Southwest monsoon rains are expected to hit the Kerala coast in the next two days, the India Meteorological Department (IMD) said on Tuesday.
“Conditions are favourable for the onset of south-west monsoon over Kerala and its further advance into some more parts of the south Arabian sea, some parts of Tamil Nadu and some more parts of Bay of Bengal during the next 48 hours.” IMD said in its evening weather bulletin.
The Met forecast also stated advancement of the south-west monsoon into parts of north-eastern states in the next 72 hours.
Last month, the IMD had forecast that the monsoon rains would arrive over Kerala's coast on June 5. However, the forecast had a model error of four days.
“Isolated heavy rainfall would occur over West Bengal and Sikkim, Arunachal Pradesh, Assam and Meghalaya, Nagaland, Manipur, Mizoram and Tripura, north Tamil Nadu, south interior Karnataka and Kerala,” the Met department said for the June 5 forecast.
Since 2005, monsoon rains have arrived over the Kerala coast only once on June 1 — last year. Other years, the arrivals have been earlier or delayed by a few days. “Delay in arrival of monsoon rains for a couple of days is normal as the rains spread across three to four months,” an IMD official told FE.
Monsoon rains covers most parts of the country during June and July. Even the rains in August and September are attributed to the monsoon phenomenon.
In recent weeks, concern has been raised about the adverse impact of El Nino on the monsoon rains. “Once the monsoon enters the Kerala coast, we will monitor its progress closely as rainfall in June and July is crucial for kharif production,” an agriculture ministry official said. The official pointed out that any delay in rains may not impact kharif crop output but it may delay sowing activities.
The first forecast by IMD in April had predicted monsoon rainfall at 95% of the Long Period Average (LPA), calculated on the basis of 50-year average rainfall of 89 cm in the June-September season of 2014. The IMD forecasts was just below the normal average of 96-104% of LPA.
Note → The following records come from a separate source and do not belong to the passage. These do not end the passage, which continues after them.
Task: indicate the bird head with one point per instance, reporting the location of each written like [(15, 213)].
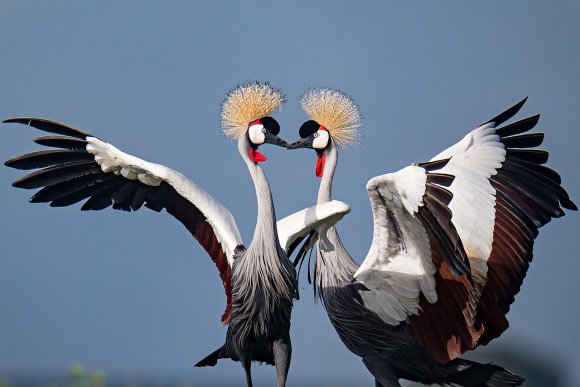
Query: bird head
[(246, 116), (335, 119)]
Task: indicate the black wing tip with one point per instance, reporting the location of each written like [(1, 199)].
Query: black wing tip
[(506, 115)]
The worrying aspect is that the first forecast had given 23% probability of a 'deficit' monsoon – which implies rainfall below 90% of the LPA. The forecast had given 33% probability to 'below normal' monsoon (90-96% of LPA) and 35% chances of 'normal' monsoon (96-104% of LPA).
The Met department's next forecast will be more definitive as it comes after the onset of the monsoon next week.
Monsoon rains are crucial for agriculture as about 40% of cultivable area is under irrigation and around 55% of foodgrain production, mainly paddy and coarse grains, is contributed by kharif or summer crop. Monsoon rains during the June-September period also help in boosting soil moisture for the rabi or winter crop.